Parkinson’s disease (PD) and multiple system atrophy (MSA) are neurodegenerative disorders in which there is an accumulation of insoluble α-synuclein protein in the nervous system, in neurons (PD), or in the glial cells (MSA). Constipation is a very common gastrointestinal (GI) symptom in these patients, and the pathological α-synuclein has been found in the enteric nervous system in both diseases ^[13][14][29,30]. The so-called “gut-brain axis” seems to be involved in the pathogenesis of these disorders, especially in PD. A significant intestinal inflammation associated with increased expression of proinflammatory cytokines has been found in colonic biopsies from PD patients ^[14][30]. A causal relationship between the gut and PD has not been established but intestinal dysbiosis, with gut imbalance is common in PD. Moreover, the Resista-PD Trial ^[15][31] showed that in PD-patients with a prevalence of proinflammatory bacteria, elevated levels of FC were detected. In addition, epidemiological data suggest an association between IBD and PD. Hor et al. ^[16][32] published an interesting paper highlighting the increased levels of FC in patients with PD and MSA compared to controls. The levels are higher in MSA and in patients older than 65 years. These data support the presence of intestinal inflammation in these neurological disorders. At the same time, they found no correlations between FC and gender ^[16][32] or PD duration ^[16][32]. 

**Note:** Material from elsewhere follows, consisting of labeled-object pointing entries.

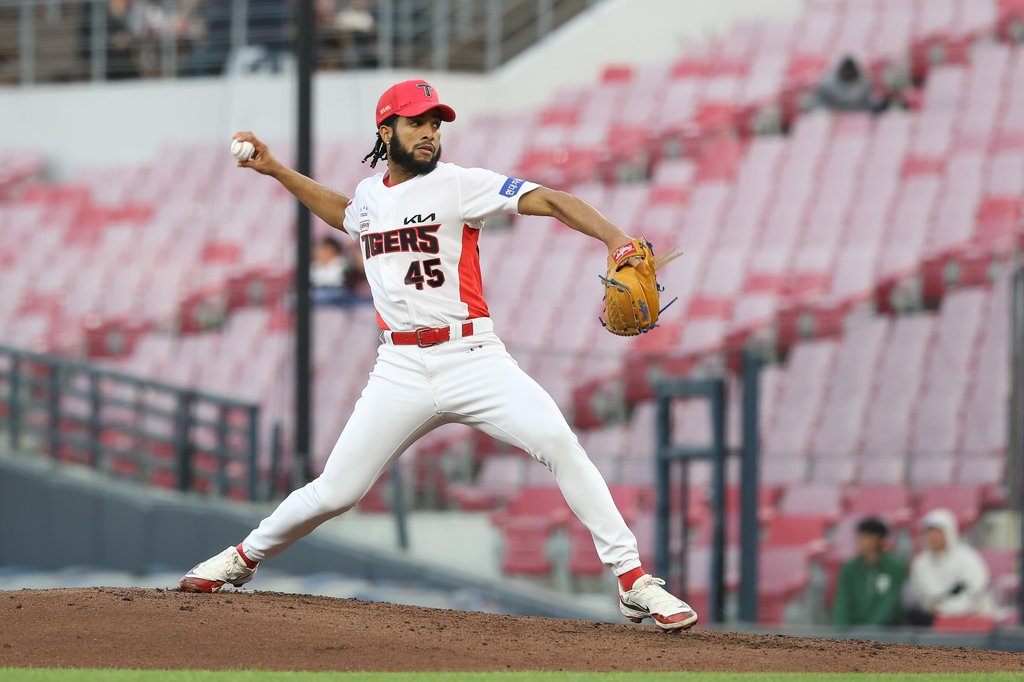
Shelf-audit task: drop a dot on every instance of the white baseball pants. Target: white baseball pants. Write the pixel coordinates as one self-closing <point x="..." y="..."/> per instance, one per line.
<point x="411" y="391"/>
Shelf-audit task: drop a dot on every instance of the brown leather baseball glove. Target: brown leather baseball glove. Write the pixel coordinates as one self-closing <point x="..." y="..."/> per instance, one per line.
<point x="631" y="289"/>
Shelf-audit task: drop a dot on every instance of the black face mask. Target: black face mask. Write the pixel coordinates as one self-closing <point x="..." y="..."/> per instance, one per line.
<point x="408" y="162"/>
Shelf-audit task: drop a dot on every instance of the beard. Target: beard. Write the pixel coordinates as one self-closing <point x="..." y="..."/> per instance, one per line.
<point x="404" y="159"/>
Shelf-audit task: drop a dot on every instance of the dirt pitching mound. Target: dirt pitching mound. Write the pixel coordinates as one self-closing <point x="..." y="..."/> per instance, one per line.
<point x="120" y="628"/>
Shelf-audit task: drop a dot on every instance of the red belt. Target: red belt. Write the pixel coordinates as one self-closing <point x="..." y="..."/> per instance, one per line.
<point x="428" y="336"/>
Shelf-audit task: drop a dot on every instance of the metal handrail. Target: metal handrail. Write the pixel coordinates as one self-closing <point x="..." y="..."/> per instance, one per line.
<point x="66" y="405"/>
<point x="54" y="41"/>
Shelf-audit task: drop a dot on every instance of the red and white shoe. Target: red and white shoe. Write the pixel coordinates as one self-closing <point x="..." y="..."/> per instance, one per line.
<point x="648" y="599"/>
<point x="225" y="568"/>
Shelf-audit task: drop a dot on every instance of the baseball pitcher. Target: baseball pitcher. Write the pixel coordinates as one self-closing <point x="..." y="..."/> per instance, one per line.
<point x="417" y="226"/>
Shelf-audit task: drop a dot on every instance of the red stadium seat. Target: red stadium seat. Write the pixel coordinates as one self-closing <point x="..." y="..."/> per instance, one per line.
<point x="891" y="503"/>
<point x="807" y="533"/>
<point x="963" y="501"/>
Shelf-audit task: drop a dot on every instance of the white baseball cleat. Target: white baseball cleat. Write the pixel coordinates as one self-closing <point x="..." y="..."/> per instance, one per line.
<point x="220" y="569"/>
<point x="648" y="599"/>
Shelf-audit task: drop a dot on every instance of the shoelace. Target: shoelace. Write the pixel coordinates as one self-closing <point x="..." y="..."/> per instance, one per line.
<point x="658" y="600"/>
<point x="230" y="566"/>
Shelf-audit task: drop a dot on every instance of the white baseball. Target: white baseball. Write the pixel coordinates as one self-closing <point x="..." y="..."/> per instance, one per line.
<point x="243" y="151"/>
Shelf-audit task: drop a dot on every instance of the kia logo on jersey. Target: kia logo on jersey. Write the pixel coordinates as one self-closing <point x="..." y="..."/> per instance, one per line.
<point x="422" y="239"/>
<point x="511" y="186"/>
<point x="419" y="218"/>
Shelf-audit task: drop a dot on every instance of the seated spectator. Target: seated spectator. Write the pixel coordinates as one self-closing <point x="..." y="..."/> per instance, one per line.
<point x="334" y="276"/>
<point x="948" y="578"/>
<point x="849" y="88"/>
<point x="871" y="583"/>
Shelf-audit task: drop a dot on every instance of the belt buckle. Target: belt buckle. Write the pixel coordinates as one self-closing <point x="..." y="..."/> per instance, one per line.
<point x="419" y="338"/>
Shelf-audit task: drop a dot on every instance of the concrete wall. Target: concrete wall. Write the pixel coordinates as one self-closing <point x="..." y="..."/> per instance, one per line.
<point x="96" y="125"/>
<point x="53" y="516"/>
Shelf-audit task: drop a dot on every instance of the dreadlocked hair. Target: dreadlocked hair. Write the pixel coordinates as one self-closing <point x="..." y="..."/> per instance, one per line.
<point x="380" y="146"/>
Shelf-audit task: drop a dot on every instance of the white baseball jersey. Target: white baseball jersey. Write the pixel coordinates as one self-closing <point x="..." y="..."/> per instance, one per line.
<point x="419" y="242"/>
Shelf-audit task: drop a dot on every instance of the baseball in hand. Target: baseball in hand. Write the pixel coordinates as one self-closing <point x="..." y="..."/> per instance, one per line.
<point x="243" y="151"/>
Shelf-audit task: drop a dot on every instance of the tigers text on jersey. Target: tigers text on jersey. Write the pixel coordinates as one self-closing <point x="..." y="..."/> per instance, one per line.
<point x="419" y="242"/>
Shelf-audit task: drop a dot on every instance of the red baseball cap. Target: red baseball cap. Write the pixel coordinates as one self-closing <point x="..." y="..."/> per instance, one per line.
<point x="411" y="98"/>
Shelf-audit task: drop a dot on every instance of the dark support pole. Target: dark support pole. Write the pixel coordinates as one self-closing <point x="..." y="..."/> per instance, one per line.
<point x="398" y="506"/>
<point x="749" y="489"/>
<point x="53" y="409"/>
<point x="182" y="444"/>
<point x="684" y="509"/>
<point x="252" y="453"/>
<point x="716" y="586"/>
<point x="303" y="415"/>
<point x="662" y="502"/>
<point x="223" y="414"/>
<point x="94" y="428"/>
<point x="1017" y="409"/>
<point x="14" y="405"/>
<point x="275" y="452"/>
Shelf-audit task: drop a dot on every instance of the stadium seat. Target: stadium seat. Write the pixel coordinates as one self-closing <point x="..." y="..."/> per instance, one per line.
<point x="892" y="503"/>
<point x="807" y="533"/>
<point x="963" y="501"/>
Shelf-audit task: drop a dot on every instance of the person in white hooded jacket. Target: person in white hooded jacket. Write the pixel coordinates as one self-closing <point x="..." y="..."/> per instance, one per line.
<point x="948" y="577"/>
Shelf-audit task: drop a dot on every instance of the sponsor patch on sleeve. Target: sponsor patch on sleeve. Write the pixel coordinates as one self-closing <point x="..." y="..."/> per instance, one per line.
<point x="512" y="186"/>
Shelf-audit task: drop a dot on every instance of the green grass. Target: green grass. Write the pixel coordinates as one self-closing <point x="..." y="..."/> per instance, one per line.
<point x="78" y="675"/>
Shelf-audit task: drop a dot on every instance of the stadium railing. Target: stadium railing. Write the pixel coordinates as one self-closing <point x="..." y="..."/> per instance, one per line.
<point x="44" y="42"/>
<point x="128" y="427"/>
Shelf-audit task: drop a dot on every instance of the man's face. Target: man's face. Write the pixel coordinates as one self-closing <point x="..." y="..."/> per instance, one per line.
<point x="416" y="142"/>
<point x="868" y="544"/>
<point x="935" y="539"/>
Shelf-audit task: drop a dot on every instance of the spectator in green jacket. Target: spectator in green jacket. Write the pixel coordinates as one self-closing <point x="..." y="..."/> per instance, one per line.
<point x="870" y="584"/>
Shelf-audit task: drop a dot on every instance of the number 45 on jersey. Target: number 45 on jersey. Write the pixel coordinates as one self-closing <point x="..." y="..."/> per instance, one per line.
<point x="425" y="271"/>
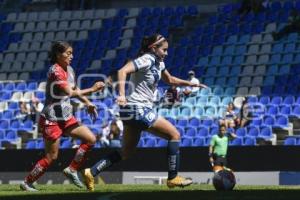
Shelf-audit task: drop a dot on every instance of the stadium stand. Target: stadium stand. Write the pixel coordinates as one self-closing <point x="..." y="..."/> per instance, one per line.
<point x="236" y="57"/>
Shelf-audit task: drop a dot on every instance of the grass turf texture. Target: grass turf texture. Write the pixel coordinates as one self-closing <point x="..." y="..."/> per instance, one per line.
<point x="153" y="192"/>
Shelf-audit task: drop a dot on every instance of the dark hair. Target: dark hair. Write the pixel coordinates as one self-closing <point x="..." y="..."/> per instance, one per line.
<point x="222" y="125"/>
<point x="149" y="41"/>
<point x="57" y="47"/>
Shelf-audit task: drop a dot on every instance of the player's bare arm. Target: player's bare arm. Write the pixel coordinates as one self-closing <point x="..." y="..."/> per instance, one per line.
<point x="122" y="74"/>
<point x="172" y="80"/>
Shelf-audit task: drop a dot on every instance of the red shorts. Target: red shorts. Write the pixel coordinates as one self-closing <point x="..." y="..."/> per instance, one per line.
<point x="53" y="130"/>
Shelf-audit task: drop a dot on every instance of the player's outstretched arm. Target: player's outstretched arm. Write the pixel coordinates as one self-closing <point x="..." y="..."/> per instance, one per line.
<point x="98" y="86"/>
<point x="122" y="74"/>
<point x="172" y="80"/>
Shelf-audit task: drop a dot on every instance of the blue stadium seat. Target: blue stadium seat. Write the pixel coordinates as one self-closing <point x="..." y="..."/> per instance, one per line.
<point x="180" y="130"/>
<point x="235" y="71"/>
<point x="213" y="131"/>
<point x="236" y="142"/>
<point x="21" y="87"/>
<point x="226" y="100"/>
<point x="162" y="143"/>
<point x="282" y="121"/>
<point x="13" y="106"/>
<point x="11" y="135"/>
<point x="272" y="110"/>
<point x="199" y="111"/>
<point x="290" y="141"/>
<point x="8" y="114"/>
<point x="182" y="122"/>
<point x="295" y="111"/>
<point x="194" y="122"/>
<point x="233" y="81"/>
<point x="253" y="131"/>
<point x="276" y="100"/>
<point x="265" y="100"/>
<point x="203" y="131"/>
<point x="233" y="39"/>
<point x="269" y="120"/>
<point x="31" y="144"/>
<point x="198" y="142"/>
<point x="249" y="141"/>
<point x="269" y="80"/>
<point x="266" y="133"/>
<point x="172" y="120"/>
<point x="9" y="87"/>
<point x="218" y="91"/>
<point x="256" y="122"/>
<point x="229" y="91"/>
<point x="272" y="70"/>
<point x="210" y="111"/>
<point x="285" y="110"/>
<point x="190" y="132"/>
<point x="241" y="132"/>
<point x="15" y="125"/>
<point x="40" y="95"/>
<point x="288" y="5"/>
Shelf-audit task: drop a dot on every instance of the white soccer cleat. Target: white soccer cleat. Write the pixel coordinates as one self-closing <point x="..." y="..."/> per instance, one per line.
<point x="73" y="177"/>
<point x="179" y="181"/>
<point x="27" y="187"/>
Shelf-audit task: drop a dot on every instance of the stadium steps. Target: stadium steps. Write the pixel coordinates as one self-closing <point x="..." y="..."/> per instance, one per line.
<point x="190" y="22"/>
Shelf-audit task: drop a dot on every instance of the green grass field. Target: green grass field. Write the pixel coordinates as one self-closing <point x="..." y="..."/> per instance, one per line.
<point x="153" y="192"/>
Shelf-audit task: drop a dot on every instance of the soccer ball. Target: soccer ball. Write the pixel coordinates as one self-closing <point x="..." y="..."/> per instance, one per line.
<point x="224" y="180"/>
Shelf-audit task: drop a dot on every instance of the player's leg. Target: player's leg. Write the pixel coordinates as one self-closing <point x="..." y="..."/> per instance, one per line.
<point x="163" y="128"/>
<point x="131" y="136"/>
<point x="51" y="149"/>
<point x="88" y="140"/>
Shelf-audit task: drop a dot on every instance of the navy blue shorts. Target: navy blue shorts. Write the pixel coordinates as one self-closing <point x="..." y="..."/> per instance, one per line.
<point x="141" y="117"/>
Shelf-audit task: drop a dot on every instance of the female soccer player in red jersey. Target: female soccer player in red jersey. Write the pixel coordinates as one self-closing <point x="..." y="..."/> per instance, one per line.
<point x="57" y="118"/>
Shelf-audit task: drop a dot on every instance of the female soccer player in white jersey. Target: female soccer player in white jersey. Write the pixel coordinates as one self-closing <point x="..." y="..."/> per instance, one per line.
<point x="137" y="113"/>
<point x="57" y="116"/>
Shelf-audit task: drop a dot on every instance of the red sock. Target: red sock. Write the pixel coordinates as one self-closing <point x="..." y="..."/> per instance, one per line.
<point x="80" y="156"/>
<point x="38" y="170"/>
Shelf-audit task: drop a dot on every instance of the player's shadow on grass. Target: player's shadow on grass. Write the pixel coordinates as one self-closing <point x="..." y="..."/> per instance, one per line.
<point x="165" y="195"/>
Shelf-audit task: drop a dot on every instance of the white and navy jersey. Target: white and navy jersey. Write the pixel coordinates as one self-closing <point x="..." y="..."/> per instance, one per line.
<point x="145" y="80"/>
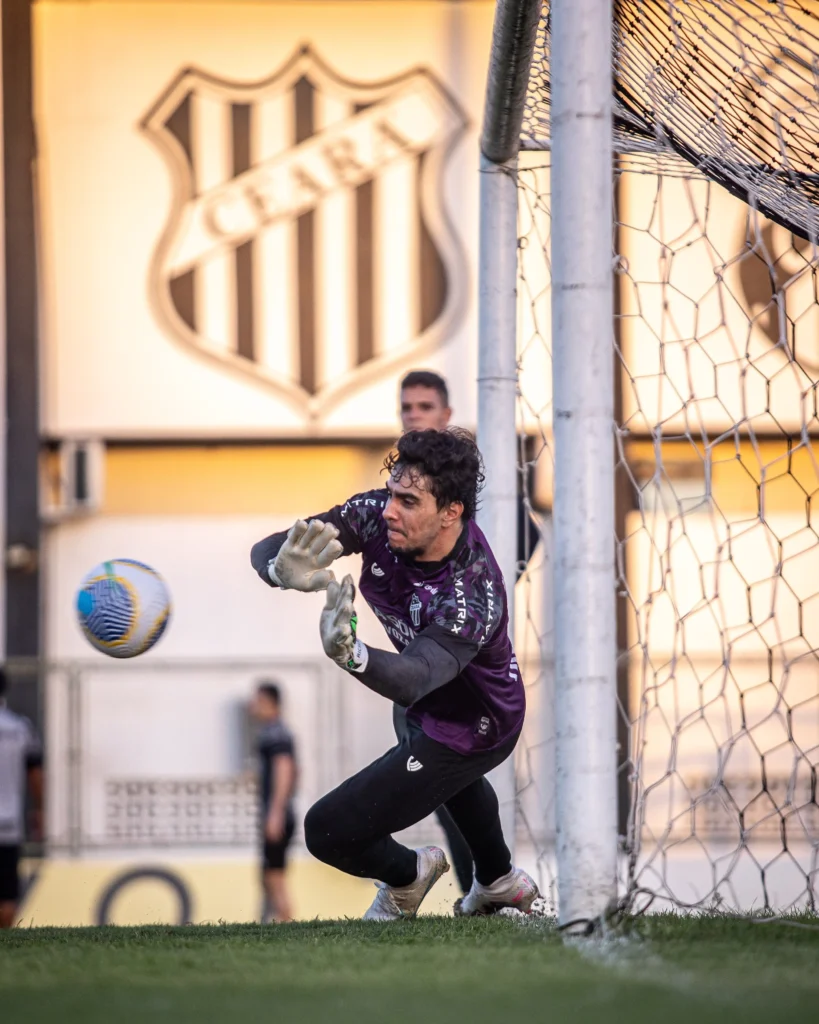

Alzheimer’s disease is a common neurodegenerative disorder, characterized by the accumulation of extracellular aggregates of amyloid-β (Aβ) plaques in the cortical and limbic brain areas of the human brain. The intestinal inflammation seen in Alzheimer’s disease affected patients leads to an increase in calprotectin, which may contribute to the formation of amyloid fibril in both the gut and the central nervous system. Calprotectin is composed by two distinct subunits S100A8 and S100A9, which are capable of forming amyloid oligomers and fibrils very similar to α-syn and Aβ. Leblhuber et al. ^[17][35] determined the level of FC in a group of 22 patients with Alzheimer’s disease and found that it correlated with the level of aromatic amino acids value. They observed that 73% of the patients had high level of FC and the concentrations correlated inversely with the serum levels of tryptophan, tyrosine, and phenylalanine (p < 0.05) ^[17][35]. Moreover, Horvath et al. ^[18][36] discovered a high level of S100A9 subunit in cerebrospinal fluid of patients with Alzheimer’s disease. On the other hand, Stolzenberg et al. ^[19][37] discovered a high expression of α-syn in the inflamed intestinal mucosa with a strong attraction to leukocytes (neutrophils and monocytes), which determine the immune response. A possible role of leaky gut in the pathogenesis of Alzheimer’s disease was postulated by Kohler et al. ^[20][21][38,39]. The presence of dysbiosis may in some subjects determined a leaky gut with a translocation of bacteria, thus increasing inflammation and accumulation of Aβ. Recent study has also hypotized an implication of H. pylori infection in determining an alteration of gastric pH, thus influencing gut microbiota composition and promoting dysbiosis with an increase of proinflammatory bacteria such as Proteobacteria and Enterobacteria ^[21][39].